The Oklahoma Department of Wildlife Conservation conducts drawings for blinds on state lands on a first-come, first-served basis; no user fee is required to hunt. For more information, contact the ODWC at (405) 521-3851.


Lying two hours south of Oklahoma City, this refuge is home to a variety of migrating ducks and geese. During peak migration, the refuge is hosts an estimated 2,700 Canada geese as well as 19,000 snows and blues, plus 5,400 white-fronted geese. The Canada goose hunting can be spotty, as goose numbers fluctuate daily. Snow geese and blue geese are the headliners at Tish; serious Canada goose hunters might not deem this refuge to be the absolute best choice.

Tishomingo NWR is managed jointly by the ODWC and the U.S. Fish and Wildlife Service. Limited hunting is allowed in the 3,150-acre wildlife management unit, which is open to goose hunting and other waterfowling on Tuesdays, Thursdays, Saturdays and Sundays. Hunters are required to register at the check station at 5 a.m. on the morning of the hunts to draw for the 27 pit blinds in winter wheat fields on the refuge. The hunts are filled, naturally, on a first-come, first-served basis; no user fee is required.

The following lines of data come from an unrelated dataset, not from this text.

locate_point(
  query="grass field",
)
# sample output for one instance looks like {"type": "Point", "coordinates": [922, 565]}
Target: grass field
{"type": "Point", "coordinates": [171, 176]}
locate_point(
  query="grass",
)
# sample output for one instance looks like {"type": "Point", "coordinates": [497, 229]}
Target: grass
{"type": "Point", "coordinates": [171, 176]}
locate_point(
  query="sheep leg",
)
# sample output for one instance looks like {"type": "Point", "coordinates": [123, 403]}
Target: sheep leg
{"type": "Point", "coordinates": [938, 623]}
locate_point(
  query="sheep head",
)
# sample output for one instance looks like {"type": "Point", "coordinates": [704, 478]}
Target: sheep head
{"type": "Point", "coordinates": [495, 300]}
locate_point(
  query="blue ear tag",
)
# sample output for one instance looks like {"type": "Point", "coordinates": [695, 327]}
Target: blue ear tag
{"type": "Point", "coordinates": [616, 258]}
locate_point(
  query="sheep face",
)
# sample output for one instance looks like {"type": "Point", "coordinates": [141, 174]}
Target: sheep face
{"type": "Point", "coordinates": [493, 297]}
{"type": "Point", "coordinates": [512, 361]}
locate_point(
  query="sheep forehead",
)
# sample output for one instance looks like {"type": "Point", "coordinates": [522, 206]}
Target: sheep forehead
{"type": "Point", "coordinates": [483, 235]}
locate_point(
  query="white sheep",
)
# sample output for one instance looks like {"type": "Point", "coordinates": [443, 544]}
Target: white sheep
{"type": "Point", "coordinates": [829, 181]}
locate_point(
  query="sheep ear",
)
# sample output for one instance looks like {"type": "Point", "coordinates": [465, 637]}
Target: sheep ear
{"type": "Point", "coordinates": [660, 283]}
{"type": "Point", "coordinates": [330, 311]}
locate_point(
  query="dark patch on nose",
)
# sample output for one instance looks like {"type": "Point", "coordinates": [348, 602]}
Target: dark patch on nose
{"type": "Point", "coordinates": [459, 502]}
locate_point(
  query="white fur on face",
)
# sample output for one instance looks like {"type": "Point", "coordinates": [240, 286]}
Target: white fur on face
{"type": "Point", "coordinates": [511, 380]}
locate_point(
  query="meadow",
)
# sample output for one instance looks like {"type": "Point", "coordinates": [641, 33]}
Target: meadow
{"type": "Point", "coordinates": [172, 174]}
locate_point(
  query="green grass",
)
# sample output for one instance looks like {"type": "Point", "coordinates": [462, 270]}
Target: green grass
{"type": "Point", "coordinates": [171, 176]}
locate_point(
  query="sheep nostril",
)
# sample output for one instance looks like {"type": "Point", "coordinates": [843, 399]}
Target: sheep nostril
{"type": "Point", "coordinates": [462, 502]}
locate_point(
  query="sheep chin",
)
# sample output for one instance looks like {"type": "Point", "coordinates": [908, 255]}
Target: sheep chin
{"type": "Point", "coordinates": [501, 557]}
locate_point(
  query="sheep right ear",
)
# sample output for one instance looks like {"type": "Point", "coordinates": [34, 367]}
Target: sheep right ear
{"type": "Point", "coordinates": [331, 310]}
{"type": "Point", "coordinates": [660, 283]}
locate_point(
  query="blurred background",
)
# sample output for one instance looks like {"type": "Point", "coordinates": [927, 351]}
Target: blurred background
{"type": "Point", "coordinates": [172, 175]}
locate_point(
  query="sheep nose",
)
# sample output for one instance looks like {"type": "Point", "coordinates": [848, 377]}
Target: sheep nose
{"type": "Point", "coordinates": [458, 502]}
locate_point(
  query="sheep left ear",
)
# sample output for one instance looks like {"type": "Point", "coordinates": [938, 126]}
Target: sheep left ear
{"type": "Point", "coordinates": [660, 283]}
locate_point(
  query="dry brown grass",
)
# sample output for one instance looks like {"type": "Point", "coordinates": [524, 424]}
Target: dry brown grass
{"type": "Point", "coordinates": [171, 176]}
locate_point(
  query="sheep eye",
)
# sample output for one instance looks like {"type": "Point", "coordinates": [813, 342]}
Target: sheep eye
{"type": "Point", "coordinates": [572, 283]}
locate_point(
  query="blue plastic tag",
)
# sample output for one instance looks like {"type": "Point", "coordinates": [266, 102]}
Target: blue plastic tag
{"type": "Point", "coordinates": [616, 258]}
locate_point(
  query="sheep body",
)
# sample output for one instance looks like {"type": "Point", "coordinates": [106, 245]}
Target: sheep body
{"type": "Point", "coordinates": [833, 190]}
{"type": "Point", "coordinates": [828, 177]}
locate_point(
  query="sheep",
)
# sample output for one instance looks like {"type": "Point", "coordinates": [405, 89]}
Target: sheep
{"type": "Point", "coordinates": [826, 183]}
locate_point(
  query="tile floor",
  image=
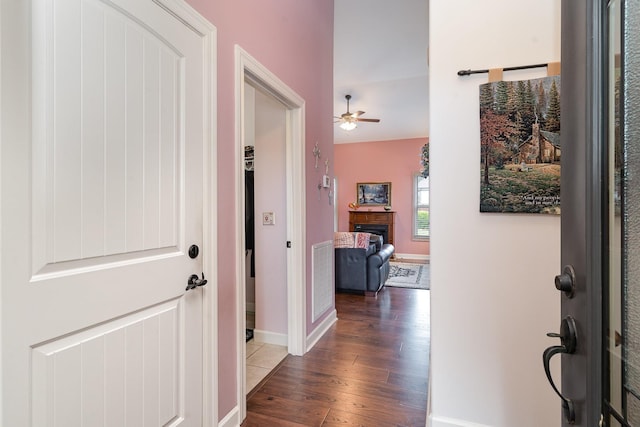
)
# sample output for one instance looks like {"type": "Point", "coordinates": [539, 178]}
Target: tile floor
{"type": "Point", "coordinates": [261, 357]}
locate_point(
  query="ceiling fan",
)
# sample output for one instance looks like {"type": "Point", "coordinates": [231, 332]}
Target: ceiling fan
{"type": "Point", "coordinates": [348, 121]}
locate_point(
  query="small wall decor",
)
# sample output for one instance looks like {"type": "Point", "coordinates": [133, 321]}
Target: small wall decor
{"type": "Point", "coordinates": [373, 193]}
{"type": "Point", "coordinates": [520, 146]}
{"type": "Point", "coordinates": [316, 153]}
{"type": "Point", "coordinates": [424, 160]}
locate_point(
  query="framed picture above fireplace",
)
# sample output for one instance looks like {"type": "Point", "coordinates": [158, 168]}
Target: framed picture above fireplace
{"type": "Point", "coordinates": [373, 193]}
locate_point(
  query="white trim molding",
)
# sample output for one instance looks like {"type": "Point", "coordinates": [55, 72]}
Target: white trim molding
{"type": "Point", "coordinates": [249, 69]}
{"type": "Point", "coordinates": [321, 329]}
{"type": "Point", "coordinates": [452, 422]}
{"type": "Point", "coordinates": [403, 257]}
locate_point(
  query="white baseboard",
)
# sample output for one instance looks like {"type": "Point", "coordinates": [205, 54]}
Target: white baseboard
{"type": "Point", "coordinates": [231, 420]}
{"type": "Point", "coordinates": [451, 422]}
{"type": "Point", "coordinates": [421, 257]}
{"type": "Point", "coordinates": [322, 328]}
{"type": "Point", "coordinates": [267, 337]}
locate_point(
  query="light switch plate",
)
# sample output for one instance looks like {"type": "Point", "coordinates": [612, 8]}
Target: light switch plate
{"type": "Point", "coordinates": [268, 218]}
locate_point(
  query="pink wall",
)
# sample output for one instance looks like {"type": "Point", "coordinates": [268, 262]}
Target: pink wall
{"type": "Point", "coordinates": [382, 161]}
{"type": "Point", "coordinates": [294, 40]}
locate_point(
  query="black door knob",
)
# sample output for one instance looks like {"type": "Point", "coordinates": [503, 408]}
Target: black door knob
{"type": "Point", "coordinates": [194, 250]}
{"type": "Point", "coordinates": [194, 281]}
{"type": "Point", "coordinates": [566, 282]}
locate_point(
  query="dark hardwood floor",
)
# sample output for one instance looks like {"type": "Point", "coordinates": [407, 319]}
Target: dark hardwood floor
{"type": "Point", "coordinates": [370, 368]}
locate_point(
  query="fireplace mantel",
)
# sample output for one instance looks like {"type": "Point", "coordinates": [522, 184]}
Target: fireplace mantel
{"type": "Point", "coordinates": [363, 218]}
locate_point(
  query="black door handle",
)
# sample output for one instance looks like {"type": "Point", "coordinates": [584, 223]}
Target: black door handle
{"type": "Point", "coordinates": [568, 343]}
{"type": "Point", "coordinates": [194, 281]}
{"type": "Point", "coordinates": [566, 282]}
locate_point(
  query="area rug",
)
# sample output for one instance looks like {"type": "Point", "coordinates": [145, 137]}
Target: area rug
{"type": "Point", "coordinates": [406, 275]}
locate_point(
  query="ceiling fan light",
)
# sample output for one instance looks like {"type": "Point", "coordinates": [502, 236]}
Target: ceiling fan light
{"type": "Point", "coordinates": [348, 126]}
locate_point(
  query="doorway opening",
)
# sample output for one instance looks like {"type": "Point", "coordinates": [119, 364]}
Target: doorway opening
{"type": "Point", "coordinates": [278, 211]}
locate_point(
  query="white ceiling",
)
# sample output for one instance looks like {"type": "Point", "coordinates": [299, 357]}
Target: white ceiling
{"type": "Point", "coordinates": [380, 59]}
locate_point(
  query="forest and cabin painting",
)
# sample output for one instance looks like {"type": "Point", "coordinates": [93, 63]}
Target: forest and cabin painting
{"type": "Point", "coordinates": [520, 146]}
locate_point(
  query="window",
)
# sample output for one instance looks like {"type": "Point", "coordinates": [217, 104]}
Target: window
{"type": "Point", "coordinates": [421, 207]}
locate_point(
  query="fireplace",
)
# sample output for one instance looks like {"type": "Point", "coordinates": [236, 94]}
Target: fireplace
{"type": "Point", "coordinates": [380, 229]}
{"type": "Point", "coordinates": [378, 222]}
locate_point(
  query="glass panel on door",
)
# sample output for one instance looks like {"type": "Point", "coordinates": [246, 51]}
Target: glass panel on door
{"type": "Point", "coordinates": [622, 301]}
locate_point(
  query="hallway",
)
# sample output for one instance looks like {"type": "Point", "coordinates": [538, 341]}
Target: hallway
{"type": "Point", "coordinates": [369, 369]}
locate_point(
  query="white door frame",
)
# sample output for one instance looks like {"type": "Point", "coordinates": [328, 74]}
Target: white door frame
{"type": "Point", "coordinates": [248, 69]}
{"type": "Point", "coordinates": [197, 23]}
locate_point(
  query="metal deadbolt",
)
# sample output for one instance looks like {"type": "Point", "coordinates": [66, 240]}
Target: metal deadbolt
{"type": "Point", "coordinates": [194, 282]}
{"type": "Point", "coordinates": [194, 250]}
{"type": "Point", "coordinates": [566, 282]}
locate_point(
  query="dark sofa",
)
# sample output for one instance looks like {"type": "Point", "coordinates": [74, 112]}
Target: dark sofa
{"type": "Point", "coordinates": [363, 270]}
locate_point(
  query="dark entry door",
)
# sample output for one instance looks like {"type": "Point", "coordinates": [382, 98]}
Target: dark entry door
{"type": "Point", "coordinates": [599, 333]}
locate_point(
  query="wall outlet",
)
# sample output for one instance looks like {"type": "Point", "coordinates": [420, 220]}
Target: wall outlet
{"type": "Point", "coordinates": [268, 218]}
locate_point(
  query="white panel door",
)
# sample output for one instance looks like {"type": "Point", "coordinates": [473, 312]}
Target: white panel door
{"type": "Point", "coordinates": [102, 196]}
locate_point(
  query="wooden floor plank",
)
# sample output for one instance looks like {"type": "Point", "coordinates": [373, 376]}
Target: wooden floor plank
{"type": "Point", "coordinates": [370, 368]}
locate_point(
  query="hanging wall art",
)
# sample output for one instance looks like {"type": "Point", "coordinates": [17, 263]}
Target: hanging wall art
{"type": "Point", "coordinates": [520, 147]}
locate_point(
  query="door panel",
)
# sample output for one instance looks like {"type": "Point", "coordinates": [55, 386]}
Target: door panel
{"type": "Point", "coordinates": [581, 222]}
{"type": "Point", "coordinates": [108, 176]}
{"type": "Point", "coordinates": [600, 55]}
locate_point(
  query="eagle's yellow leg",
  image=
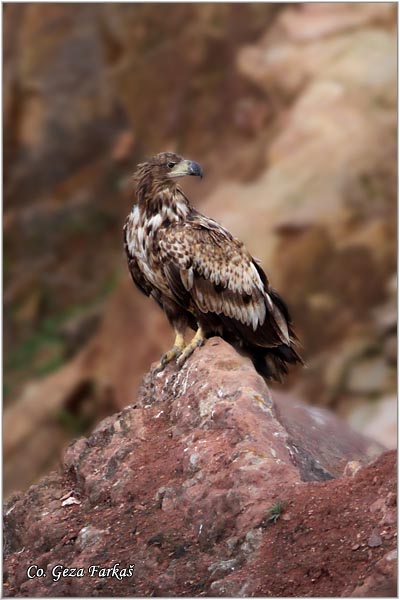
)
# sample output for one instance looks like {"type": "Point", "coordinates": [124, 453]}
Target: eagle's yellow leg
{"type": "Point", "coordinates": [197, 341]}
{"type": "Point", "coordinates": [176, 350]}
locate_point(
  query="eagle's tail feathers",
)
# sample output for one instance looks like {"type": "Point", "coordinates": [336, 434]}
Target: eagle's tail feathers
{"type": "Point", "coordinates": [272, 363]}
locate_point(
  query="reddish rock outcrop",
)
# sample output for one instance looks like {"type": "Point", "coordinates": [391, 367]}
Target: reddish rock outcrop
{"type": "Point", "coordinates": [210, 486]}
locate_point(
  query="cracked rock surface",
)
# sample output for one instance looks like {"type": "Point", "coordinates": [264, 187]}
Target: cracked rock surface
{"type": "Point", "coordinates": [211, 485]}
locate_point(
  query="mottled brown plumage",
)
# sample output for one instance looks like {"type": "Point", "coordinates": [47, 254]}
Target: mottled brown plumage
{"type": "Point", "coordinates": [200, 275]}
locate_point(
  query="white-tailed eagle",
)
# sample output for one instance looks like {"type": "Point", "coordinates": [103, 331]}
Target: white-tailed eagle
{"type": "Point", "coordinates": [200, 275]}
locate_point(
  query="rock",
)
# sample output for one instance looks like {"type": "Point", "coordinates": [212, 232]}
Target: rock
{"type": "Point", "coordinates": [374, 540]}
{"type": "Point", "coordinates": [192, 527]}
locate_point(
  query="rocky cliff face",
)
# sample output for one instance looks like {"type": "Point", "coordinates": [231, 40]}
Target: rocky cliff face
{"type": "Point", "coordinates": [210, 487]}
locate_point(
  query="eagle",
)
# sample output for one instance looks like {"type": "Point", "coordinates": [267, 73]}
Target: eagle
{"type": "Point", "coordinates": [200, 275]}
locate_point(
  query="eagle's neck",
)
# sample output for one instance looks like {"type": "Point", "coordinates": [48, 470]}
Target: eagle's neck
{"type": "Point", "coordinates": [166, 204]}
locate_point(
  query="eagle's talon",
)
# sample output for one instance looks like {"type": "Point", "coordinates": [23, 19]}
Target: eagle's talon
{"type": "Point", "coordinates": [196, 342]}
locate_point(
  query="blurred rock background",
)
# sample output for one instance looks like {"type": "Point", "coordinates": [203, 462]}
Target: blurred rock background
{"type": "Point", "coordinates": [292, 111]}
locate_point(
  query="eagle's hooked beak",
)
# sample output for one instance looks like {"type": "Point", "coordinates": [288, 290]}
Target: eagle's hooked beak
{"type": "Point", "coordinates": [186, 167]}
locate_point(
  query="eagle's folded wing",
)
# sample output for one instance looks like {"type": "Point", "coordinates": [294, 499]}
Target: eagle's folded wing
{"type": "Point", "coordinates": [207, 267]}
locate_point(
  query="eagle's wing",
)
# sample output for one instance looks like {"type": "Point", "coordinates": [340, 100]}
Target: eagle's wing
{"type": "Point", "coordinates": [206, 266]}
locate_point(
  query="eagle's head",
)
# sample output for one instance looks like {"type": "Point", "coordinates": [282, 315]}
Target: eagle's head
{"type": "Point", "coordinates": [165, 168]}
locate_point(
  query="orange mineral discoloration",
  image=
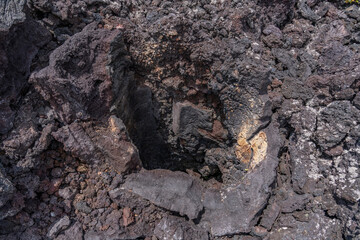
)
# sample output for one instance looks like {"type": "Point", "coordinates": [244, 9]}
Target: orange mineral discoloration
{"type": "Point", "coordinates": [251, 152]}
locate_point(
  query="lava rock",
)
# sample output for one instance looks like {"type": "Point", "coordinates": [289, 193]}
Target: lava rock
{"type": "Point", "coordinates": [60, 225]}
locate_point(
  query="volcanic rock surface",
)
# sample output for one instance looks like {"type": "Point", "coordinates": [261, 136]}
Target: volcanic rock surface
{"type": "Point", "coordinates": [205, 119]}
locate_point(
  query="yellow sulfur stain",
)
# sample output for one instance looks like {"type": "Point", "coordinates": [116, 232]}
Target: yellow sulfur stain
{"type": "Point", "coordinates": [252, 152]}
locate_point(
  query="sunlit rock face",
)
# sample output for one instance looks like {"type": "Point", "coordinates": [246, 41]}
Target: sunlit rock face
{"type": "Point", "coordinates": [179, 120]}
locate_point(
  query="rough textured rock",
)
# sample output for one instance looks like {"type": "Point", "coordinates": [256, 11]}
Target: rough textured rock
{"type": "Point", "coordinates": [60, 225]}
{"type": "Point", "coordinates": [77, 83]}
{"type": "Point", "coordinates": [179, 119]}
{"type": "Point", "coordinates": [175, 191]}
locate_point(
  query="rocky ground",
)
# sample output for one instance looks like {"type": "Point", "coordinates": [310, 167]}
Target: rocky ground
{"type": "Point", "coordinates": [205, 119]}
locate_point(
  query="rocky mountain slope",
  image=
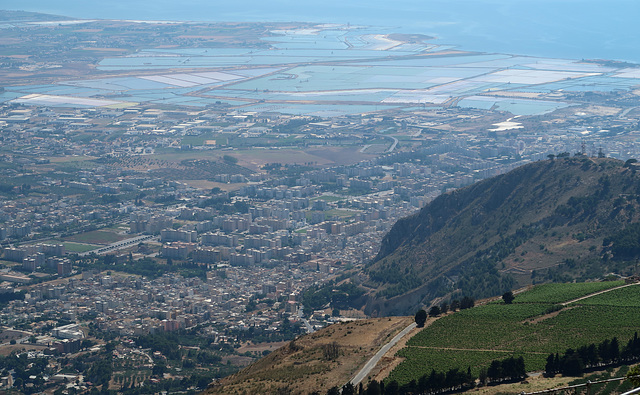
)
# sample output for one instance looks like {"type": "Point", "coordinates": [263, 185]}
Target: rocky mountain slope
{"type": "Point", "coordinates": [554, 220]}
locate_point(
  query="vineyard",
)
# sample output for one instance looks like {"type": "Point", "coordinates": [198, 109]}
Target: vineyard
{"type": "Point", "coordinates": [559, 293]}
{"type": "Point", "coordinates": [532, 327]}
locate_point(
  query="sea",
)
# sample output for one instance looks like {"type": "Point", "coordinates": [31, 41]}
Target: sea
{"type": "Point", "coordinates": [569, 29]}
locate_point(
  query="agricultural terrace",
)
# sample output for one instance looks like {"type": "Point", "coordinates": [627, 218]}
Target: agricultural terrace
{"type": "Point", "coordinates": [535, 325]}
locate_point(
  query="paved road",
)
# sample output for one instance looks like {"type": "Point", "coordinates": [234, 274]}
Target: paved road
{"type": "Point", "coordinates": [306, 323]}
{"type": "Point", "coordinates": [364, 372]}
{"type": "Point", "coordinates": [121, 244]}
{"type": "Point", "coordinates": [598, 293]}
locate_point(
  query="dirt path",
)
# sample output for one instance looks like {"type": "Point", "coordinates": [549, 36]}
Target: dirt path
{"type": "Point", "coordinates": [597, 293]}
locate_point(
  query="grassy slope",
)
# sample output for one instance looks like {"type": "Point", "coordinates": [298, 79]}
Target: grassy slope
{"type": "Point", "coordinates": [301, 366]}
{"type": "Point", "coordinates": [470, 238]}
{"type": "Point", "coordinates": [476, 336]}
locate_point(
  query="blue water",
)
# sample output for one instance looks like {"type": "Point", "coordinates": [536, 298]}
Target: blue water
{"type": "Point", "coordinates": [573, 29]}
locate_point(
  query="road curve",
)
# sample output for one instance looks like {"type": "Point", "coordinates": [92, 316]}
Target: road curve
{"type": "Point", "coordinates": [364, 372]}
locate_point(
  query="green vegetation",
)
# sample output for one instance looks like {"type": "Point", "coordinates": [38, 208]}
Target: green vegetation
{"type": "Point", "coordinates": [147, 267]}
{"type": "Point", "coordinates": [570, 219]}
{"type": "Point", "coordinates": [96, 237]}
{"type": "Point", "coordinates": [532, 327]}
{"type": "Point", "coordinates": [622, 297]}
{"type": "Point", "coordinates": [559, 293]}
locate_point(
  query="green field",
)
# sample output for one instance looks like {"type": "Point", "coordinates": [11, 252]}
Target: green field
{"type": "Point", "coordinates": [78, 247]}
{"type": "Point", "coordinates": [328, 198]}
{"type": "Point", "coordinates": [96, 237]}
{"type": "Point", "coordinates": [558, 293]}
{"type": "Point", "coordinates": [530, 327]}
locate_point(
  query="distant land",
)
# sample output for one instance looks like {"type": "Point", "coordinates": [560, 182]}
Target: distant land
{"type": "Point", "coordinates": [289, 68]}
{"type": "Point", "coordinates": [567, 29]}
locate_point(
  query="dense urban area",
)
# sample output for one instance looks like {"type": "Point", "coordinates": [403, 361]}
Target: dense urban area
{"type": "Point", "coordinates": [156, 248]}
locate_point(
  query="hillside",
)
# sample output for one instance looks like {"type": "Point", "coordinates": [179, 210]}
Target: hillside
{"type": "Point", "coordinates": [315, 362]}
{"type": "Point", "coordinates": [549, 221]}
{"type": "Point", "coordinates": [548, 319]}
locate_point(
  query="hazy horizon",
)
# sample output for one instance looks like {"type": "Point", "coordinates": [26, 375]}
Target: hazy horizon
{"type": "Point", "coordinates": [573, 29]}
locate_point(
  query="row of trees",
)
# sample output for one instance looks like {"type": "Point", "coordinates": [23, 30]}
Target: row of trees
{"type": "Point", "coordinates": [509, 369]}
{"type": "Point", "coordinates": [574, 362]}
{"type": "Point", "coordinates": [434, 311]}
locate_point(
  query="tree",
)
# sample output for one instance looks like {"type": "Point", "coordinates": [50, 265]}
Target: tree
{"type": "Point", "coordinates": [633, 375]}
{"type": "Point", "coordinates": [421, 318]}
{"type": "Point", "coordinates": [374, 388]}
{"type": "Point", "coordinates": [348, 389]}
{"type": "Point", "coordinates": [508, 297]}
{"type": "Point", "coordinates": [467, 303]}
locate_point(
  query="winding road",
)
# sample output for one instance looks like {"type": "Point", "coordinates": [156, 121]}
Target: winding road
{"type": "Point", "coordinates": [364, 372]}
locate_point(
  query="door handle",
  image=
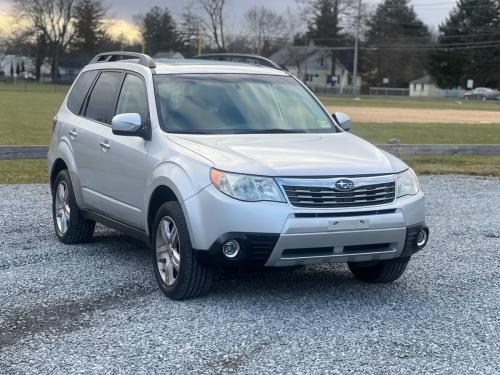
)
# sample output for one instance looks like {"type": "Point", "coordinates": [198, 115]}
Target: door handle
{"type": "Point", "coordinates": [105, 145]}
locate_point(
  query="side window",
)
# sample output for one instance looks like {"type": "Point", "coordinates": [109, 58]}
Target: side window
{"type": "Point", "coordinates": [79, 91]}
{"type": "Point", "coordinates": [133, 98]}
{"type": "Point", "coordinates": [100, 106]}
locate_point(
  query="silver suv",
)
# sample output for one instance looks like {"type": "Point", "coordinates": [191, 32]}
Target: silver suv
{"type": "Point", "coordinates": [220, 164]}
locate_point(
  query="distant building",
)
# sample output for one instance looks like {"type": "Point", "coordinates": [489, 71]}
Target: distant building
{"type": "Point", "coordinates": [168, 55]}
{"type": "Point", "coordinates": [426, 86]}
{"type": "Point", "coordinates": [316, 67]}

According to NWR biologist Jona Reasor, the refuge offers outstanding habitat and holds solid numbers of snow and blue geese, but normally no more than 2,000 Canadas. Even so, the hunting can be very serviceable indeed. "We have hunters from out of state who come to the refuge and claim the goose hunting is fantastic," Reasor said.

Oklahoma hunters used to seeing large flocks of Canada geese such as some of the state's other refuges contain are apt to feel that Tishomingo's numbers just don't hold up. Even so, it doesn't take huge numbers of geese to make a memorable hunt -- it just takes enough.

Tishomingo offers limited hunting on its 3,150-acre game management unit. Hunters are allowed to bring only 25 steel shot shells; they must be out of the fields by noon. Bag limits are the same as statewide limits. Information can be obtained by calling ODWC refuge manager Kris Patton at (580) 371-2402.


Near Binger, just over an hour's drive from Oklahoma City, lies Fort Cobb WMA. This refuge has become quite popular in the last few years, as interest in goose hunting as a pastime has increased in the area.

If you can find hunting access, Fort Cobb Lake is a marvelous spot for taking a limit of Canadas. The lake's migrating geese use the local feed fields with such regularity that you can almost set your watch by them.

Caddo County WMA spans more than 3,500 acres fronting Fort Cobb Reservoir. These public lands are excellent for goose hunting, particularly as most of the available private land is leased.

Peanuts are the lure in this area of the state, and the feed fields suffer from considerable numbers of ducks and geese foraging on the high-protein fodder. The area's wheat fields also are frequented by hungry local geese.

During peak migration, this area holds as many as 20,000 Canadas, the majority of those being lesser Canadas. Fort Cobb WMA also picks up a few white-fronted and snow geese.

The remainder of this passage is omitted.